# Driveway Camping In The 2010 310Bhs!



## socialstudiesmom (Nov 1, 2005)

We brought it home Friday night, and had the family camping in the driveway Sat. night! Our neighbors told us the Outback dwarfed our house! It got down to 10 degrees, but that furnace kept us toasty. At one point, I woke dh up to turn it down! We had popcorn and a movie planned. Enjoyed the popcorn, but even with the help of the manual, could not get the dvd to play on the screen. We could hear the film, but "no signal" on the screen. Dh and ds are pretty tech handy, and concluded that it must not be hooked up correctly to the radio/cd/dvd player as it was connected correctly on the back of the tv. We'll let service take it apart and check it out. They have a third mattress on order as they took out the sofa in the bunkhouse for us and put in a bed with drawers underneath. So there's still some things to wrap up with the dealer (including a smaller flat screen for the bh that was promised for signing at the RV show).
So, it's good to be Outbackers again! Even though it's a different flooplan, interior color, and it's much much bigger than our 2006, it still felt like coming home!


----------



## Blackjack (Jan 8, 2010)

Congrats on the new 310BHS! We picked ours up two weeks ago and now it's sitting under snow in our driveway!

We tried a movie at the dealer during the PDI and thay mentioned an "oh yeah". You must switch your input on the TV to "AV" (if it's the 26" Legend brand) otherwise you won't get a picture on the TV.


----------



## socialstudiesmom (Nov 1, 2005)

Blackjack said:


> Congrats on the new 310BHS! We picked ours up two weeks ago and now it's sitting under snow in our driveway!
> 
> We tried a movie at the dealer during the PDI and thay mentioned an "oh yeah". You must switch your input on the TV to "AV" (if it's the 26" Legend brand) otherwise you won't get a picture on the TV.

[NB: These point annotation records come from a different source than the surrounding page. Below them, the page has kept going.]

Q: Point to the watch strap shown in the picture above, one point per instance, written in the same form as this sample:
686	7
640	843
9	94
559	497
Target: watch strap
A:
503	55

Mystery solved! Thank you!


----------



## go6car (Jan 19, 2004)

Congrats on true "all weather" camping! LOL!!

Enjoy!!!


----------



## russlg (Jul 21, 2008)

Winter camping in the driveway... Sounds like fun!!


----------



## mountainlady56 (Feb 13, 2006)

Driveway camping is COOL!!







Great way to enjoy it when you really can't take a trip and check out your new unit!! Sounds like you did a good deal on getting your OB customized the way you wanted it, too!! Great idea about the third bed with drawers underneath!!








Darlene


----------



## Doxie-Doglover-Too (Jan 25, 2007)

Awesome and congrats!


----------



## socialstudiesmom (Nov 1, 2005)

Thank you everybody! The bed with drawers was really a mistake on the dealer's part that we took a liking to. The only Sydney Russet interior they had came with the sofa in the bh. We wanted the trundle bed option. The general manager told us they had a bed at the dealership they could put in for us. We thought he was talking trundle. He wasn't. They ordered the trundle after we discovered the mix up, and we took the tt home, and then changed our minds about the bed with storage. You can never have too many drawers for all the kids' stuff - so it stays!


----------



## sydmeg1012 (Nov 10, 2008)

Congrats, and I applaud your choice


----------